社内恋愛症候群~イジワル同期の甘い素顔~
「どうして衣川さんが……」

「成瀬、お前が今しないといけないことはなんだ?」

低い声で促された成瀬はしぶしぶだったが「すみません」と佐山課長に謝った。

誰も声を発せずにフロアが静まり返る。

ピンっと張り詰めた空気に、いたたまれなくなった。

事態の収集を誰かがしないといけない。それは間違いなく私の役目だ。

ぐっと拳に力を入れて、自分を奮いたたせるように口角をあげた。

「私が色々こだわったせいで、すみませんでした。聖学園の件は若林くんにバトンタッチします」

「滝本?」

「成瀬、私のことで熱くなってる暇なんてあるの? 私、聖学園がダメになったからこれからどんどん巻き返して、成瀬なんかすぐに追い抜くつもりなんだからね!」

「滝本、お前……」

周囲の私に向けられる目が痛々しいものを見るようだ。けれど、こうやってカラ元気でも装っていないと、どうしようもない。

「あっ、若林くん」

「ハイ」

それまで間に挟まれて、ほぼ無言で状況を見ていただけだった彼は急に呼ばれて、体をビクッと震わせた。
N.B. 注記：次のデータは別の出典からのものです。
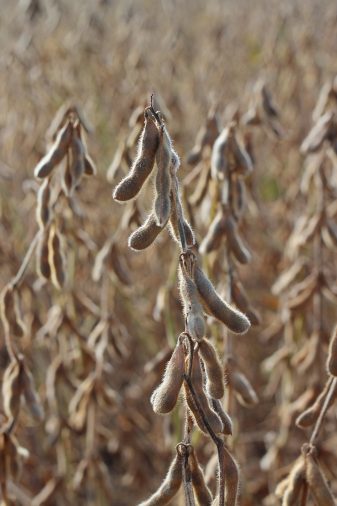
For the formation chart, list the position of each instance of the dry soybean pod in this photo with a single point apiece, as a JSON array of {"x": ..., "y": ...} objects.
[
  {"x": 162, "y": 203},
  {"x": 43, "y": 203},
  {"x": 231, "y": 481},
  {"x": 56, "y": 153},
  {"x": 235, "y": 243},
  {"x": 202, "y": 492},
  {"x": 211, "y": 416},
  {"x": 225, "y": 418},
  {"x": 144, "y": 236},
  {"x": 142, "y": 167},
  {"x": 214, "y": 373},
  {"x": 78, "y": 156},
  {"x": 236, "y": 321},
  {"x": 195, "y": 320},
  {"x": 332, "y": 357},
  {"x": 164, "y": 398},
  {"x": 170, "y": 485},
  {"x": 316, "y": 480}
]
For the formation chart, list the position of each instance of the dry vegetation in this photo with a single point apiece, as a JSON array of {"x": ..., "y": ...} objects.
[{"x": 225, "y": 322}]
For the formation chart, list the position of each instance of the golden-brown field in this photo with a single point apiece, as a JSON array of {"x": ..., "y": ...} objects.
[{"x": 90, "y": 414}]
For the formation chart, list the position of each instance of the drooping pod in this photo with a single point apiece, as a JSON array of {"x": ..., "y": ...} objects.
[
  {"x": 77, "y": 167},
  {"x": 195, "y": 321},
  {"x": 231, "y": 471},
  {"x": 142, "y": 167},
  {"x": 215, "y": 386},
  {"x": 236, "y": 321},
  {"x": 176, "y": 213},
  {"x": 170, "y": 485},
  {"x": 162, "y": 203},
  {"x": 164, "y": 398},
  {"x": 56, "y": 153},
  {"x": 144, "y": 236},
  {"x": 211, "y": 416},
  {"x": 201, "y": 490}
]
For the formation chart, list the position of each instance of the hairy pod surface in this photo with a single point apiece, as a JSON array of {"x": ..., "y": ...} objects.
[
  {"x": 162, "y": 203},
  {"x": 214, "y": 373},
  {"x": 142, "y": 167},
  {"x": 43, "y": 202},
  {"x": 211, "y": 416},
  {"x": 165, "y": 397},
  {"x": 236, "y": 321},
  {"x": 145, "y": 235},
  {"x": 332, "y": 357}
]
「聖学園の引き継ぎだけど、明日からでもいい? 資料はひとつのファイルに全部まとめてあるから、それを渡すね」

「あ、はい。了解です」

笑顔が引きつっているのは自分でもわかっている。けれどその引きつった笑顔のまま私は言葉を続けた。

あとちょっとだけ……あと、ちょっと。涙が出ないように、声が震えないように注意を払いながら私は佐山課長を見た。